KUDUS — Sekretaris Daerah (Sekda) Kudus, Eko Djumartono, menyatakan pihaknya tengah mendata ASN yang belum melunasi kewajiban pajak kendaraannya. Data perorangan saat ini dikompilasi oleh Badan Pengelolaan Pendapatan, Keuangan, dan Aset Daerah (BPPKAD).
"Rencana kami akan menyurati yang bersangkutan. Jika dalam waktu dua minggu tidak melaporkan perpanjangan, akan dikenai sanksi indisipliner," tegas Eko.
Hasil Razia: 17 Kendaraan Terkonfirmasi Menunggak
Razia digelar di lingkungan Pendapa Kabupaten Kudus pada Senin (13/7/2026) seusai apel pagi. Pemeriksaan menyasar kendaraan dinas pelat merah dan kendaraan pribadi milik pejabat struktural, staf, hingga masyarakat yang berada di lokasi.
Kepala BPPKAD Kudus, Djati Solechah, merinci hasil pemeriksaan. Sebanyak 32 kendaraan ditemukan bermasalah, terdiri dari dua kendaraan dinas sepeda motor dan 30 kendaraan pribadi (tiga mobil serta 27 sepeda motor).
Dari jumlah tersebut, 17 kendaraan benar-benar belum membayar pajak. Sementara 12 kendaraan tidak ditemukan datanya, diduga terkait kendaraan yang sudah dilelang. Tiga kendaraan lainnya memiliki tagihan yang tidak valid.
Piutang Pajak Capai Rp 97 Miliar, Opsen Jadi Sorotan
Langkah penertiban ini dipicu oleh tingginya piutang pajak kendaraan bermotor di Kudus, yang mencapai sekitar Rp 97 miliar hingga akhir 2025. Kondisi itu menjadi perhatian serius Pemkab Kudus setelah audiensi dengan Badan Pendapatan Daerah (Bapenda) Provinsi Jawa Tengah.
Djati menjelaskan, mulai tahun ini penerapan opsen pajak kendaraan bermotor memberikan kontribusi langsung terhadap Pendapatan Asli Daerah (PAD) kabupaten/kota. Karena itu, kepatuhan ASN menjadi krusial sebagai contoh bagi masyarakat.

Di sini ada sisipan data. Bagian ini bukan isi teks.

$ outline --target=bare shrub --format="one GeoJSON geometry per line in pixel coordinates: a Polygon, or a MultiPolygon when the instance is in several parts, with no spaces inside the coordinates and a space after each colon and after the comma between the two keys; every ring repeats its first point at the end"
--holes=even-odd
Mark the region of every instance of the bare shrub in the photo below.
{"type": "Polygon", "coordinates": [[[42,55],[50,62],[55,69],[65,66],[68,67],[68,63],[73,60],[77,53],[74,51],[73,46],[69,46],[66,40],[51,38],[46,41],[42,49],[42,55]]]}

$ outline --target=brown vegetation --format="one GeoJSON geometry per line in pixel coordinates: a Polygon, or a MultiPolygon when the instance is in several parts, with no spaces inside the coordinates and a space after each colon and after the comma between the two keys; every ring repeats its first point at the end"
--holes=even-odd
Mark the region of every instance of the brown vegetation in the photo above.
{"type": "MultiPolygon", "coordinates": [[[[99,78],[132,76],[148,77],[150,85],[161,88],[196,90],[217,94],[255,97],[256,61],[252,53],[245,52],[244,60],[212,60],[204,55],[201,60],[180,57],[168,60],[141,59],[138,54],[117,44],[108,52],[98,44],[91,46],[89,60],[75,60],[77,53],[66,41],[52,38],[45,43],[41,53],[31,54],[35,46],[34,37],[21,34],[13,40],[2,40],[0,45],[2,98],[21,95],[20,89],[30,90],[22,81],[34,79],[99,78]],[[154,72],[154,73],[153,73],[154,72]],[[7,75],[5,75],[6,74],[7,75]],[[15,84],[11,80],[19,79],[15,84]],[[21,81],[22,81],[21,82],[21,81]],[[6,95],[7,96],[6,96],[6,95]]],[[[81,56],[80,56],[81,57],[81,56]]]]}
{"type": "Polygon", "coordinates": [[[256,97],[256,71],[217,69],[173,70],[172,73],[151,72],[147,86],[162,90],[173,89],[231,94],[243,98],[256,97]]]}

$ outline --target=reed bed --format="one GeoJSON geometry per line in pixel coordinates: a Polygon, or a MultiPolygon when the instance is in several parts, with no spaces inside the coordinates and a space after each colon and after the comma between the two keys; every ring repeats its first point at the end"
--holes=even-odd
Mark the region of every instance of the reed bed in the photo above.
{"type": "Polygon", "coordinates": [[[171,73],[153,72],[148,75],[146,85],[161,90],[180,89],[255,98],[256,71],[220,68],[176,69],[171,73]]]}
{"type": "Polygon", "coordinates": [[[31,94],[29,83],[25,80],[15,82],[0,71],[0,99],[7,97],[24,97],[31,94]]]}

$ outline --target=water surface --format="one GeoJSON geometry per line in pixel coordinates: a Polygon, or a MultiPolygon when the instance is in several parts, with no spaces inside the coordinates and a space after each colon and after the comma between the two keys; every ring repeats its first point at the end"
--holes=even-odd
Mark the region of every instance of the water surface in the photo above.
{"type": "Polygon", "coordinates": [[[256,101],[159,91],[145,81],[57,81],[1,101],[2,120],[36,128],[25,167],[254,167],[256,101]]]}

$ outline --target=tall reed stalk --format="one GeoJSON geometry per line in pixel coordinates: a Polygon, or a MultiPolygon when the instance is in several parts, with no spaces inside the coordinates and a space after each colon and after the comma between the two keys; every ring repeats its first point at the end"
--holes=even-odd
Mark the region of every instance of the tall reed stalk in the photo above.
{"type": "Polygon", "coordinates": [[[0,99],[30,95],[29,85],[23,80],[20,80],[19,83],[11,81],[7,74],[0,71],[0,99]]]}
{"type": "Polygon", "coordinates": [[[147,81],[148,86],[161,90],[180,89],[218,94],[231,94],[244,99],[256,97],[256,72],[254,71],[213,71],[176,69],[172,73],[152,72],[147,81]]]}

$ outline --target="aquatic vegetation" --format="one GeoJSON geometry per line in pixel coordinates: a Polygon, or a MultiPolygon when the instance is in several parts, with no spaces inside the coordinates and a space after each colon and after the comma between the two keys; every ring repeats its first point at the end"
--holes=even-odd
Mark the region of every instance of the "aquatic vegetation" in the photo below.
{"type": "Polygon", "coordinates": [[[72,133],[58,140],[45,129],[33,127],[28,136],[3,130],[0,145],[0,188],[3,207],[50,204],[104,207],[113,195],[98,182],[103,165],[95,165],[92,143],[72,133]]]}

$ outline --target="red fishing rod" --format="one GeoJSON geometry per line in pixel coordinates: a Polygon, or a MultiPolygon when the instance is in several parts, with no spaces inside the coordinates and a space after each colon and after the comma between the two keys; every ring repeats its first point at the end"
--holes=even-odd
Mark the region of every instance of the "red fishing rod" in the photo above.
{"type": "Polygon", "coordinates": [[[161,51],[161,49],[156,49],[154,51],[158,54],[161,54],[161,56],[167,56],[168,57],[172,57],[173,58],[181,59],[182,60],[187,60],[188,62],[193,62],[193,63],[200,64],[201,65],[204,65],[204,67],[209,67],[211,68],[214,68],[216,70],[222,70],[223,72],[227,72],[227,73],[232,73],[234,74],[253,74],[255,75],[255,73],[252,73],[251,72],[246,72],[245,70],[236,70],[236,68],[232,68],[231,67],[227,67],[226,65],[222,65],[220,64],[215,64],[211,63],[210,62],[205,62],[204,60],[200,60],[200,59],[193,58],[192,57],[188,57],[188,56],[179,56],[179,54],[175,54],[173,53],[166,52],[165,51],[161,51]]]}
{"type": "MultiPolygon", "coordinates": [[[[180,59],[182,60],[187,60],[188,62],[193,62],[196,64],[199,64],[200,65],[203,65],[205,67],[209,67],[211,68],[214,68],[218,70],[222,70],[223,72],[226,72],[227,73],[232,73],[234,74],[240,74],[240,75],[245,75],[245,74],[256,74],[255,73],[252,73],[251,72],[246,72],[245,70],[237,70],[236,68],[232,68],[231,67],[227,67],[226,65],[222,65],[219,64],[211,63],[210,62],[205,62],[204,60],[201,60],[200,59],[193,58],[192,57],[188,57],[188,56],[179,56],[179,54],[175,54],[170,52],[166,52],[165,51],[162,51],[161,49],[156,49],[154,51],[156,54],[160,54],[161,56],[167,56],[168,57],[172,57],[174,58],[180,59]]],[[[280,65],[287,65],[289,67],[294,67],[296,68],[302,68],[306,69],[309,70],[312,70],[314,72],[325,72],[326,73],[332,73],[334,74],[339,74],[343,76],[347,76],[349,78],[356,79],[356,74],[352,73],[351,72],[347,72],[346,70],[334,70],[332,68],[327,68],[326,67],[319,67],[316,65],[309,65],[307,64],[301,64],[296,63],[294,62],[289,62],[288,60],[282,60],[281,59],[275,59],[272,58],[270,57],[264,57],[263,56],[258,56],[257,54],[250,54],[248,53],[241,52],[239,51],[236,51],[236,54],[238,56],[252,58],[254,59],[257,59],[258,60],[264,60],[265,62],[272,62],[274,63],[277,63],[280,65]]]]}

"Pemerintah daerah ingin ASN memberikan contoh yang baik kepada masyarakat dalam hal ketaatan pajak," ujar Djati.
Kesempatan Bayar di Lokasi, Kecuali Pajak Lima Tahunan
Pemkab Kudus bersama Samsat memberikan kesempatan bagi pemilik kendaraan dengan masa pajak Januari hingga Juli yang belum terbayar untuk membayar langsung di lokasi razia. Namun, bagi kendaraan yang masa berlaku pelat nomornya habis atau memasuki pajak lima tahunan, pemilik diarahkan mengurus ke kantor Samsat.